«Temos de ir ao encontro das audiências, onde quer que elas estejam»
O acordo assinado no início da semana entre a Eternal World Television Network (EWTN) e a TV Cabo Macau permite que o maior grupo católico de Comunicação Social do mundo esteja a transmitir, pela primeira vez, em território da China. O responsável pelas estratégias de marketing da empresa para a região da Ásia-Pacífico mostra-se entusiasmado com a possibilidade da Palavra de Deus dispor agora de uma plataforma privilegiada para chegar aos lares e quartos de hotel do território. A EWTN quer, no entanto, mais e propõe-se maximizar a presença noutras plataformas, nomeadamente nas redes sociais. A Eternal World Television Network – sustenta Edwin Lopez – tem a responsabilidade de ir ao encontro das audiências, onde quer que elas estejam.
O CLARIM– É a primeira vez que a EWTN transmite para território chinês. Macau tem, ainda, um estatuto político diferente e não é propriamente a China continental. O objectivo da EWTN é, de alguma forma, chegar à República Popular da China?
EDWIN LOPEZ– Sempre olhámos para o globo na perspectiva de uma Igreja universal e nunca deixámos que a geografia ou mesmo que as diferenças políticas se afirmassem como uma limitação. A nossa missão é, de facto, fazer com que os católicos ajam como católicos.

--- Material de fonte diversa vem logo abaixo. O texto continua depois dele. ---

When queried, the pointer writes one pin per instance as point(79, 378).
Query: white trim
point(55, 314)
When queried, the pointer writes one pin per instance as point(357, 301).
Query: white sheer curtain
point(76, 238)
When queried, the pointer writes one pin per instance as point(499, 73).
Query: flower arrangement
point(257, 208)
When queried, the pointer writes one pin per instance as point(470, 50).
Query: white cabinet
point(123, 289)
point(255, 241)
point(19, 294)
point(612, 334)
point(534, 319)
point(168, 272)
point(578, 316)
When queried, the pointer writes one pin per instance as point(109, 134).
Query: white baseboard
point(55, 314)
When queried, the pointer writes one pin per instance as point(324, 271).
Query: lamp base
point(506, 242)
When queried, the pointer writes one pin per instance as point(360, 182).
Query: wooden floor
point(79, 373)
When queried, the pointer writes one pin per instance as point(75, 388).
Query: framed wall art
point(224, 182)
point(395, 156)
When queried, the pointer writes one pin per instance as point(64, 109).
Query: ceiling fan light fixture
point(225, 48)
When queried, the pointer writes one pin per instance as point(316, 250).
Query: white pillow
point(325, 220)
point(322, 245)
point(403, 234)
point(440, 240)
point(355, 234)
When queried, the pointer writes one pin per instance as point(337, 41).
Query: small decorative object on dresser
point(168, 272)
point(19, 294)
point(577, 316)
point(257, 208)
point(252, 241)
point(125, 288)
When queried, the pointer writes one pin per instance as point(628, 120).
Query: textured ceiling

Ainda que exista um único católico lá fora, sentimos que o nosso dever é o de sermos capazes de alcançar esse católico, seja através da televisão por cabo, da imprensa, da rádio ou mesmo das redes sociais. O nosso propósito é o de nutrir, alimentar a sua fé católica. É essa a nossa esperança, é esse o nosso objectivo. De que forma é que podemos fazer o que nos propomos? Diria que depende da Divina Providência.

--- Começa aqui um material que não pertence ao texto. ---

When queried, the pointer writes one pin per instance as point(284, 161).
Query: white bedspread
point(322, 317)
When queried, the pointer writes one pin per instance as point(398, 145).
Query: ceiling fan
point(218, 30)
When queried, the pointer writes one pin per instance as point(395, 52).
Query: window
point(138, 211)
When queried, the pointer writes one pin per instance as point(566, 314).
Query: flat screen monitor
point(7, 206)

CL– O Governo da República Popular da China e a Santa Sé assinaram um acordo, em Setembro último, que visa a normalização das relações entre ambos os Estados. O início das transmissões em Macau tem algo que ver com este acordo?

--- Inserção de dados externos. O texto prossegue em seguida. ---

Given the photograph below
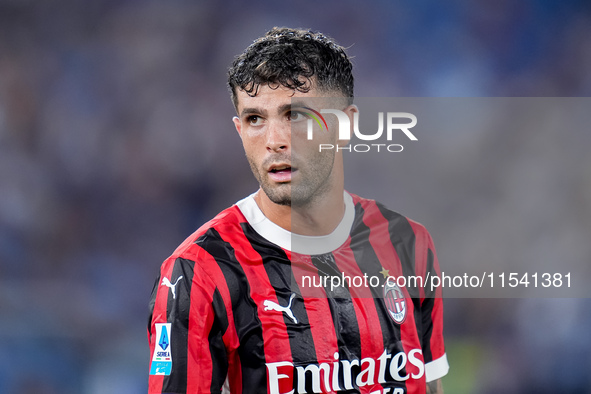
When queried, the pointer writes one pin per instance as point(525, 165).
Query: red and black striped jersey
point(244, 306)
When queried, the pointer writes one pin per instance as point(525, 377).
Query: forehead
point(268, 98)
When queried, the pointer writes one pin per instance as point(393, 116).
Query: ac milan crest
point(395, 302)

E.L.– Não, nada. Foi uma coincidência que se tenha materializado neste momento, numa altura em que o Vaticano e a China estendem a mão um ao outro. Trata-se apenas de uma coincidência. O acordo foi assinado em Setembro do ano passado, mas a possibilidade da ETWN poder vir a transmitir em Macau começou a ser equacionada no início de 2018. Começámos a discutir esta possibilidade nessa altura, mas foi algo que nunca pensámos que pudesse vir a acontecer. É assim que a ETWN tem vindo a trabalhar ao longo dos últimos 38 anos. Confiamos e dependemos da Divina Providência. A nossa fundadora sempre disse que “a não ser que estejamos disponíveis para actuar de forma ridícula, Deus não agirá de forma miraculosa”. É um pensamento bonito, não é? Nesta região da Ásia-Pacífico somos apenas seis, mas temos muitos voluntários e conseguimos garantir a cobertura de uma série de países. Estamos completamente atónitos com a forma como tudo se está a desenrolar. Não sei se as pessoas comuns entendem que se trata tudo de uma obra de fé. A fé é exactamente isto. Quando se trabalha com coragem, além das fronteiras da nossa vida de conforto, quando a dúvida bate à porta e os tempos são tenebrosos, quando as trevas nos rodeiam, é aí que a fé floresce. A EWTN é uma história de fé, da força da Divina Providência. Como é que se tornou a maior televisão católica do mundo? Divina Providência!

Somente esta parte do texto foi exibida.